Vibrio parahaemolyticus in shellfish and clinical samples during two large epidemics of diarrhoea in southern Chile
Article first published online: 18 NOV 2005
Volume 8, Issue 4, pages 675–683, April 2006
How to Cite
Fuenzalida, L., Hernández, C., Toro, J., Rioseco, M. L., Romero, J. and Espejo, R. T. (2006), Vibrio parahaemolyticus in shellfish and clinical samples during two large epidemics of diarrhoea in southern Chile. Environmental Microbiology, 8: 675–683. doi: 10.1111/j.1462-2920.2005.00946.x
- Issue published online: 8 MAR 2006
- Article first published online: 18 NOV 2005
- Received 12 July, 2005; accepted 22 September, 2005.
Large epidemics of diarrhoea associated with seafood consumption and Vibrio parahaemolyticus occurred during the austral summers of 2004 and 2005 in the environs of Puerto Montt, Chile (41°29′S 72°24′W).

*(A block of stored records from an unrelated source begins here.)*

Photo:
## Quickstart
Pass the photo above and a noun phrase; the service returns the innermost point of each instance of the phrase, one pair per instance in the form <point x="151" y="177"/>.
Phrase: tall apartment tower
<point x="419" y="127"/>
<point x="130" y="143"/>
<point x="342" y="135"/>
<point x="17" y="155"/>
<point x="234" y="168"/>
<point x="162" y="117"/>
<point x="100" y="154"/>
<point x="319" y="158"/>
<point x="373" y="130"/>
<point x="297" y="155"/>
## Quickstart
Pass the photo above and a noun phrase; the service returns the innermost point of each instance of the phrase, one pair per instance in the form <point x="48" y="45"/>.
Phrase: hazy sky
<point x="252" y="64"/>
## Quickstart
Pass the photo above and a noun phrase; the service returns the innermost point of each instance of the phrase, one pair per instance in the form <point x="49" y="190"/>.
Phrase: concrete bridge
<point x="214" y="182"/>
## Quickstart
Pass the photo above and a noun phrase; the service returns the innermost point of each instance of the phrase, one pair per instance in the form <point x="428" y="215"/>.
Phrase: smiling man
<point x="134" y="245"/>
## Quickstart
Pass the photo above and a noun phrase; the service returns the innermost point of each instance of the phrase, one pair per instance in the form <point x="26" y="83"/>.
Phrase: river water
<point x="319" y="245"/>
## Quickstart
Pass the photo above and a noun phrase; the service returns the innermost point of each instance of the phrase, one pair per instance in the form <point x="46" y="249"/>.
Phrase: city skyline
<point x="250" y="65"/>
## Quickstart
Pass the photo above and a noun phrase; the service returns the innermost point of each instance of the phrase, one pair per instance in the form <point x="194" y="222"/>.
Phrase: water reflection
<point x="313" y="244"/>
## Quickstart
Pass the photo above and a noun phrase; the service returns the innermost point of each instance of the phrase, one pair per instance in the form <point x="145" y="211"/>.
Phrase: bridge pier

There are no reports of V. parahaemolyticus infections before 2004 in this region, their absence being explained by the low ocean temperatures which seldom reach 16°C. We analysed V. parahaemolyticus obtained from shellfish and clinical samples during epidemics. Isolates were examined using conventional protocols and an improved method for restriction enzyme analysis using total bacterial DNA which permits direct genome restriction enzyme analysis by conventional gel electrophoresis (DGREA) with a similar discrimination index as restriction fragment length polymorphism-pulsed field gel electrophoresis (RFLP-PFGE). Analysis of clinical samples showed that the epidemics were caused by the V. parahaemolyticus O3:K6 pandemic clonal group. On the other hand, analysis of shellfish samples during both epidemics showed that 53% contained V. parahaemolyticus (3–93 g−1). Detailed analysis of 50 positive shellfish samples showed that only three contained detectable levels of the pandemic clone. Most V. parahaemolyticus isolates obtained from shellfish corresponded to non-pandemic clones differentiated into 14 groups by DGREA. In summary, the causative agent during epidemics was only a minor component of a small but diverse population of V. parahaemolyticus in shellfish.